Assessment of mini-dystrophin expression on skeletal muscle function (A and B) Dose-range study of vector injected in DMD^mdx rats at 2 months of age and evaluated in grip strength assessments over 5 successive trials (grip strength tests) at 3 (A) and 6 (B) months p.i. Data plots show the mean forelimb grip force (g/g normalized to body weight [BW]) ± SEM collected at each trial for each dose of vector. (C) Evaluation of muscle function in DMD^mdx rats injected with 1 × 10¹⁴ vg/kg vector at 4 and 6 months of age (grip strength tests, as described above). Data represent the mean forelimb grip force (g/g normalized to BW) ± SEM collected at each trial 3 months p.i.

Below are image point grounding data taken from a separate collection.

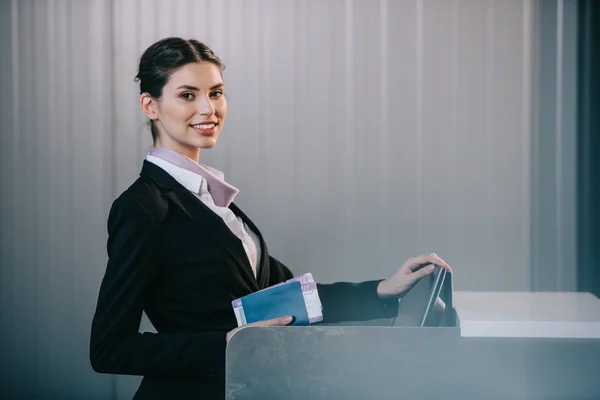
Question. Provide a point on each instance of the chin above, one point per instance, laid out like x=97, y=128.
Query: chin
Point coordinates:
x=207, y=143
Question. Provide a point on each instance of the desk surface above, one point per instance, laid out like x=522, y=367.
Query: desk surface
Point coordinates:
x=528, y=314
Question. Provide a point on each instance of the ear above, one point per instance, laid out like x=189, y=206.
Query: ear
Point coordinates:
x=149, y=106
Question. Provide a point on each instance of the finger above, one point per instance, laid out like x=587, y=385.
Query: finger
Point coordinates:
x=441, y=262
x=430, y=258
x=279, y=321
x=423, y=272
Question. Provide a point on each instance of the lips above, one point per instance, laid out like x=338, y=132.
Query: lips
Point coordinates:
x=205, y=128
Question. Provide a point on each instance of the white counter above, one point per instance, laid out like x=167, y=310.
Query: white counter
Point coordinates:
x=528, y=314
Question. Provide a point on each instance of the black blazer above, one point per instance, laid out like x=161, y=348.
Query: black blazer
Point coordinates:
x=172, y=257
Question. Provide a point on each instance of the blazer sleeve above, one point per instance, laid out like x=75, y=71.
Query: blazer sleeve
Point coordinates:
x=344, y=301
x=116, y=345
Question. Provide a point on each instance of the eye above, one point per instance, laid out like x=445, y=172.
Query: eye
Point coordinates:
x=187, y=96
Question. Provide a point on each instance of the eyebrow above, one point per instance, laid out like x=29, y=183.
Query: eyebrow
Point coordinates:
x=188, y=87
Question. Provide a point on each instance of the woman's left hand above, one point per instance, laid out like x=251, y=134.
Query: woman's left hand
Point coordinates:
x=409, y=274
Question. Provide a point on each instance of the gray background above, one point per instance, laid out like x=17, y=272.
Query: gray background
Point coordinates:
x=359, y=133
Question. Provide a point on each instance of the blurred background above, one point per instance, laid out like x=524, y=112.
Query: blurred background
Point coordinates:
x=359, y=132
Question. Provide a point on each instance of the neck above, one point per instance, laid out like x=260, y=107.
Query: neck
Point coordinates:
x=190, y=152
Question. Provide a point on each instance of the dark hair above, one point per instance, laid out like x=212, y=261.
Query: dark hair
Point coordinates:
x=161, y=59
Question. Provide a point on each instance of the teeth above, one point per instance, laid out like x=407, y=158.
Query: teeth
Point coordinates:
x=203, y=126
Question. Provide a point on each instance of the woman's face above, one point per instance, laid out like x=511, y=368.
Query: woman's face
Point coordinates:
x=190, y=114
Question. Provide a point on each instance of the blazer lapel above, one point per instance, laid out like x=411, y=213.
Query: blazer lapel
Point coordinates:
x=203, y=216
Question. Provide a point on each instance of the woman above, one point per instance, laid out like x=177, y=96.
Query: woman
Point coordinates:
x=181, y=250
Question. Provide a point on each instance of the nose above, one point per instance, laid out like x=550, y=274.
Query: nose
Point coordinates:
x=205, y=106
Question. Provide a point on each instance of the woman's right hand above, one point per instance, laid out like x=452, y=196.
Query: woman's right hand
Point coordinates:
x=279, y=321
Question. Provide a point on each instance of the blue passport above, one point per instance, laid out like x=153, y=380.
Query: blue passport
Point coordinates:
x=278, y=301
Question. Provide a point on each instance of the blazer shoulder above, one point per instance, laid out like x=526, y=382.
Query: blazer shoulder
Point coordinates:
x=145, y=195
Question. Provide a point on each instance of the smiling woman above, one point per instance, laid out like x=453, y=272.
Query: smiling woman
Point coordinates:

Left panel: rats dosed at 4 months of age. Right panel: rats dosed at 6 months of age. ∗p < 0.05 vs. WT. ¤p < 0.05 vs. DMD^mdx control rats. §p < 0.05 vs. trial 1 (non-parametric Friedman test followed by Dunn’s post hoc test).

Figure 6

Assessment of mini-dystrophin expression on cardiac muscle function (A) LV diastolic diameter measured during diastole from long-axis images obtained by M-mode echocardiogram. (B) E/A ratio measured using pulsed Doppler with an apical 4-chamber orientation. (C) IVRT measured using pulsed Doppler with apical 4-chamber orientation. Results are expressed as the mean ± SEM. ∗p < 0.05 (nonparametric Kruskal-Wallis test followed by a post-hoc Dunn’s multiple-comparisons test). E/A, early/late diastolic velocity; IVRT, isovolumetric relaxation time; LV, left ventricle.